I was working on my fireplace this past weekend. Specifically I had just finished ripping down the old surface to the red brick, and then preparing the brick surface with a layer of thinset for tiling. I spent all of Saturday cutting tiles and then placing them on the fireplace surround and hearth. Even with help it took 11 hours to do, and about 8 hours of it was measuring and cutting tiles.

While I was doing this work, which is just mindless enough that your mind wanders but requires just enough attention that it doesn’t wander freely, I began to recite a common trades mantra. Measure twice, cut once.

This quip – a practical saying – saturates the construction industry. Whether you’re a DIYer like me, or a professional tradesperson, it’s important to measure everything twice and do the work once. This saves you a lot of pain and time down the road, since you can double check your angles and distances and get everything right the first time.
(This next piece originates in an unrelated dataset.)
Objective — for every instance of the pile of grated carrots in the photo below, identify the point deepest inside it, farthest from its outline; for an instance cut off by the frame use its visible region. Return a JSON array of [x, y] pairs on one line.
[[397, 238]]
The reason that this practice is important is as simple as considering a tile. Let’s say that I need a 3/4″ width tile, but I measure incorrectly and cut it to 1/2″. There’s no way for me to turn that 1/2″ piece back into a 3/4″ piece, so I just wasted that tile. I need to toss it out (if it can’t be used elsewhere) and cut a new tile to the correct measurement. In short, measuring twice saves you time and money.
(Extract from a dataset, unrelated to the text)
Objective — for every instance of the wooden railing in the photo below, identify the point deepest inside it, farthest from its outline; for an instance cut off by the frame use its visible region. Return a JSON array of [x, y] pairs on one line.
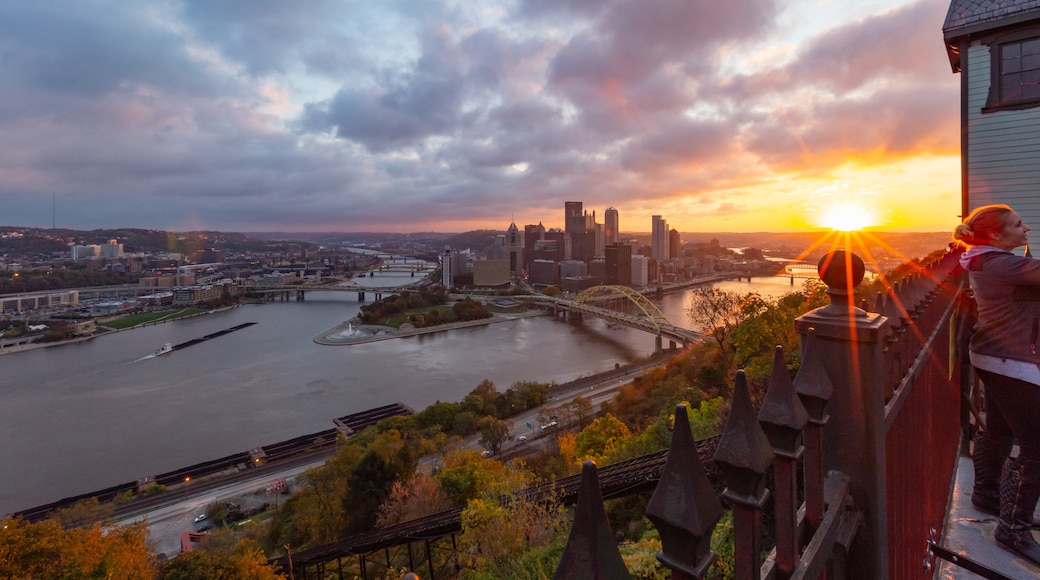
[[873, 421]]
As I stood above my trusty wet saw, cutting tile, after tile, after tile, my mind began to wander into the realm of programming. I began to realize something interesting. In my opinion, many IT departments have a policy of measuring twice and cutting once, with the supposed benefit of cost and time savings. One might even call this sort of approach waterfall or agile, where estimates are gathered in detail (measured) long before the work is done (cut).

I believe that this is a fallacy that ironically leads to even more work. Every single developer that I’ve ever met in my career, including myself, cannot accurately estimate anything. We sometimes get close, because we can relate the task at hand to a similar task we accomplished previously, but in general I find that a new task is very much an unknown and the time spent to gather an estimate is pointless since it’s wrong anyway. By measuring twice and cutting once, we waste a ton of time.

I believe that developers should measure once, quickly, for a rough estimate, and then cut. The reason that I believe this is due to a fundamental difference between programming and other kinds of work that is managed with processes and estimates.

Code is not a tile or piece of wood. It is a highly flexible, malleable, mutable, digital thing. If a developer cuts a feature short, they can add on to it later, expanding it seamlessly to the required size. If they overestimate a feature’s length, they can easily chop off the excess and move on to the next feature. There is no significant cost in quick, roughly estimated measurements for programming work.

Immediately your team will regain a ton of time in which they can do their development work. They won’t have to attend hours of planning meetings or requirements gathering sessions. They will just work to get things done as fast and accurately as they can.

The only tradeoff is a lack of estimates that management-types can cite and depend on. I would challenge that any estimates derived are very commonly wrong and useless regardless. More-so, if you do not trust your developers to do the right thing and use their time effectively, why do you keep them employed?

To me, a lot of the process models around development that are popular (waterfall, agile) are derived from the measure twice, cut once methodology. This approach is super practical to physical goods since inaccurate measurements are expensive, but this does not apply to development work. These meetings to gather estimates in the hopes of controlling costs ironically bloat budgets and help to deliver less code and extend goal dates and deadlines. You take people that are hired to code, and tie them up in meetings where they have to try and justify what they’re going to code by the hour. They don’t know how long it will take, but they will have a better idea after a few hours of coding – if you’d just give them a few hours of no meetings to code.

If you’re working on tiling your fireplace, measure twice and cut once. If you’re working on code, take a rough guess at the measurement and get to work!